Berichte über Ereignisse, die nicht passiert sind, seien für ihn immer relevant, sagte einst der frühere US-Verteidigungsminister Donald Rumsfeld. „Denn wie wir wissen, gibt es Dinge, die wir wissen. Wir wissen auch, dass es Unbekanntes gibt, von dem wir wissen, dass es unbekannt ist. Wir wissen also, es gibt Dinge, die wir nicht wissen. Aber es gibt auch Dinge, von denen wir nicht wissen, dass wir sie nicht wissen.“Ein legendärer Satz, der in einem ganz anderen Kontext während des Irak-Kriegs fiel, der aber auch das Dilemma von Aussagen über die Entwicklung der Pandemie sehr schön beschreibt.

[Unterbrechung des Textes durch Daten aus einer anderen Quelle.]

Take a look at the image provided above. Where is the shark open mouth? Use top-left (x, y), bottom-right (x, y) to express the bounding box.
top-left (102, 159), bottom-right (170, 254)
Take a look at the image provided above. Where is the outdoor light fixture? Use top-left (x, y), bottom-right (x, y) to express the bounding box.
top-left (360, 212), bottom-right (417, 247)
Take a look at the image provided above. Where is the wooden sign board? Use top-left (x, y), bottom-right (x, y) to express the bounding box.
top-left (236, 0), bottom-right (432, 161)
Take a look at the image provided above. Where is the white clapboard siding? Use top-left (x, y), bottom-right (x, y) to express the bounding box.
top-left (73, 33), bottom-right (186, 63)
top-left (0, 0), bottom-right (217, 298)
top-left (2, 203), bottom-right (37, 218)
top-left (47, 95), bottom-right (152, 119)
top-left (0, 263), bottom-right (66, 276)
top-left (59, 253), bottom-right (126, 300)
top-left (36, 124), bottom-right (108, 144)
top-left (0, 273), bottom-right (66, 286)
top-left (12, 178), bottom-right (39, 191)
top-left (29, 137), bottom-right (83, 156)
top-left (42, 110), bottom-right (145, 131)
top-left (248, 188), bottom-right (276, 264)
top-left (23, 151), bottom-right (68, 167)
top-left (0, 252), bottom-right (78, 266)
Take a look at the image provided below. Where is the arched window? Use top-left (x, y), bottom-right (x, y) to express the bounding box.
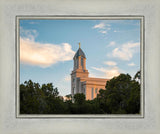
top-left (81, 58), bottom-right (83, 67)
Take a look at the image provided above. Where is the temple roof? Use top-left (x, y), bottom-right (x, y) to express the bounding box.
top-left (74, 48), bottom-right (86, 58)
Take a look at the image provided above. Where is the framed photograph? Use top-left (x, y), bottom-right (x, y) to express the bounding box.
top-left (16, 16), bottom-right (144, 118)
top-left (0, 0), bottom-right (160, 134)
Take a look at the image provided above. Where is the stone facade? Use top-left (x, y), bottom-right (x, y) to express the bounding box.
top-left (71, 47), bottom-right (109, 100)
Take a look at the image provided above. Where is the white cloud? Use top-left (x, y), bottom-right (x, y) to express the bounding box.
top-left (93, 23), bottom-right (105, 29)
top-left (104, 61), bottom-right (117, 66)
top-left (107, 41), bottom-right (116, 47)
top-left (99, 31), bottom-right (107, 34)
top-left (20, 29), bottom-right (75, 68)
top-left (111, 42), bottom-right (140, 61)
top-left (128, 62), bottom-right (135, 66)
top-left (64, 75), bottom-right (71, 81)
top-left (92, 22), bottom-right (111, 34)
top-left (20, 27), bottom-right (38, 41)
top-left (92, 67), bottom-right (120, 79)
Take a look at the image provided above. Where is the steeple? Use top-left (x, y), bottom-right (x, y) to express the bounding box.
top-left (73, 43), bottom-right (86, 71)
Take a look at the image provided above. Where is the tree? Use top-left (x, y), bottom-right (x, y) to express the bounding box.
top-left (74, 93), bottom-right (86, 105)
top-left (98, 74), bottom-right (140, 114)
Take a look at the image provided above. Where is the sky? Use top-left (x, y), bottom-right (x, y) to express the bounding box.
top-left (20, 19), bottom-right (140, 96)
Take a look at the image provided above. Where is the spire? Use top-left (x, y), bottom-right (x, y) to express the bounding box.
top-left (74, 42), bottom-right (86, 58)
top-left (79, 42), bottom-right (81, 48)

Nicht alle Gesundheitsexperten wollen es sich eingestehen, aber ganz offensichtlich gibt es Faktoren, deren Einfluss auf das Infektionsgeschehen weitgehend unbekannt ist – ein Phänomen, das euphemistisch als Eigendynamik bezeichnet wird und für so manche Fehleinschätzung verantwortlich war, etwa jene von Christian Drosten. Im Frühjahr 2020 warnte er vor dramatisch hohen Infektionszahlen in Afrika. Zwischen Juni und August werde es zu Szenen kommen, die nur aus Kinofilmen bekannt seien „und die wir uns so heute nicht vorstellen können“. Glücklicherweise blieben diese Szenen aus, was später hauptsächlich mit der jüngeren Bevölkerung Afrikas erklärt wurde. Aber wie kann so ein wichtiger Umstand übersehen worden sein? Ist es nicht naheliegender, dass diese Prognose einfach nur gründlich danebenlag, weil immer noch zu viele Fragen unbeantwortet sind? Fragen wie etwa die saisonalen Effekte auf das Coronavirus, die angesichts des nahenden Frühlings besonders kontrovers diskutiert werden.

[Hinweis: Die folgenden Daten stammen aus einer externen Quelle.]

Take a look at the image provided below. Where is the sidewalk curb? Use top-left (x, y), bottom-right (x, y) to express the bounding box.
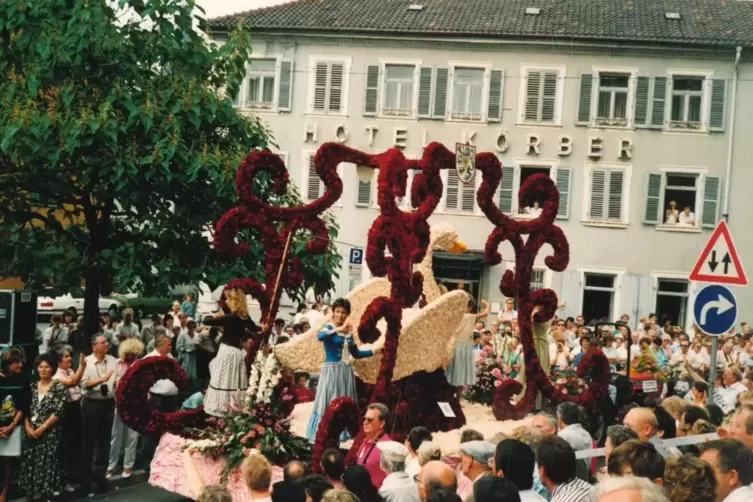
top-left (11, 469), bottom-right (149, 502)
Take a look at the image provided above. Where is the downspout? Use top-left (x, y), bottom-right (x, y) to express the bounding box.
top-left (722, 45), bottom-right (743, 222)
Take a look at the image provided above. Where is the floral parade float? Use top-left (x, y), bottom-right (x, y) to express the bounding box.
top-left (117, 143), bottom-right (609, 494)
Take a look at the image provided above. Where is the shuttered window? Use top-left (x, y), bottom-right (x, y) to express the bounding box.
top-left (382, 64), bottom-right (416, 117)
top-left (245, 59), bottom-right (277, 109)
top-left (452, 67), bottom-right (484, 121)
top-left (305, 153), bottom-right (324, 201)
top-left (587, 169), bottom-right (626, 222)
top-left (701, 176), bottom-right (722, 228)
top-left (311, 61), bottom-right (346, 114)
top-left (444, 169), bottom-right (476, 213)
top-left (555, 166), bottom-right (572, 220)
top-left (523, 71), bottom-right (559, 123)
top-left (356, 171), bottom-right (376, 207)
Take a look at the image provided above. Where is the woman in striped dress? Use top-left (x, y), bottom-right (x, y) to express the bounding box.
top-left (307, 298), bottom-right (375, 442)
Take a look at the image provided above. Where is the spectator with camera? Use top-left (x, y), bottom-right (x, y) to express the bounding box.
top-left (81, 334), bottom-right (118, 493)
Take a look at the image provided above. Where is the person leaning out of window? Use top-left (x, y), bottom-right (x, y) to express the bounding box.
top-left (20, 352), bottom-right (68, 500)
top-left (0, 347), bottom-right (31, 502)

So reichen die Vorhersagen von einem abrupten Rückgang der Zahlen noch im März (wie das auch beim Grippevirus und bei anderen Erkältungsviren seit Jahrzehnten der Fall ist) bis hin zu einem fast gänzlichen Ausbleiben dieses Effekts inklusive dritter Welle im Frühsommer. Erstere These stützt sich vor allem darauf, dass in Europa die Neuinfektionen trotz Mutanten zuletzt nicht explodiert, sondern teilweise sogar rückläufig sind, obwohl nur ein Bruchteil der Bevölkerung geimpft wurde. Die Anhänger der zweiten wiederum verweisen insbesondere auf Erfahrungen aus den USA und dem Iran, wo es 2020 auch im Frühling zu keiner wirklichen Entspannung kam. Vermutlich, weil in diesen Ländern – wie aktuell in Europa – die Grundzirkulation des Virus höher war und die wärmeren Temperaturen ihre Wirkung daher nicht voll entfalten konnten. Sollte das stimmen, stellt sich aber die Frage, warum der Frühlingseffekt in Europa relativ gleichmäßig eintrat, obwohl das Virus zuvor unterschiedlich stark verbreitet war. Dennoch haben natürlich beide Thesen etwas für sich.

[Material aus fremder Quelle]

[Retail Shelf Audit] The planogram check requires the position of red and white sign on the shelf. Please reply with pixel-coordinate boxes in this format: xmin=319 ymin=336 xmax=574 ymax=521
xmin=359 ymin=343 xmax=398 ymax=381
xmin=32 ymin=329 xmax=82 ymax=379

Der Einfluss der Jahreszeiten auf Infektionswellen ist im Übrigen auch abgesehen vom Coronavirus bei Weitem nicht so klar, wie man meinen könnte. Dass die Grippe ihren Höhepunkt auf der nördlichen wie südlichen Halbkugel jeweils im Winter erreicht, wird zwar auch auf die Licht- und Temperaturempfindlichkeit des Influenzavirus, aber zum größten Teil auf indirekte Faktoren wie seltenere sowie kürzere Aufenthalte in Innenräumen zurückgeführt. Andererseits gibt es etwa in Thailand seit jeher zwei Grippewellen pro Jahr – eine im Winter und eine im Sommer. Erklärungsversuche, wonach die hohe Luftfeuchtigkeit eine Rolle spielen könnte, blieben bei Versuchen, schließlich ist Thailand nicht das einzige Land in dieser Region mit hoher Luftfeuchtigkeit.
Eine von mehreren Anomalien bei der Grippe und anderen „Schnupfenviren“. Was nicht weiter tragisch ist, weil sie unter Kontrolle gebracht wurden – wie das auch beim Coronavirus irgendwann geschehen wird. Bis dahin ist aber immer wieder mit Überraschungen und Rückschlägen zu rechnen, weil es (verborgene) Einflussgrößen gibt, die noch nicht einzuordnen sind. Und die es aktuell unmöglich machen zu sagen, ob der Frühling das Virus ausbremst oder ihm nichts anhaben kann. Natürlich ist das keine Aufforderung, in Verläufen keine Muster mehr zu suchen und aus Korrelationen keine Kausalitäten abzuleiten, sondern nur ein leiser Appell, auf Fragen zur Pandemie öfter einmal zu antworten: Nun, so genau wissen wir das nicht.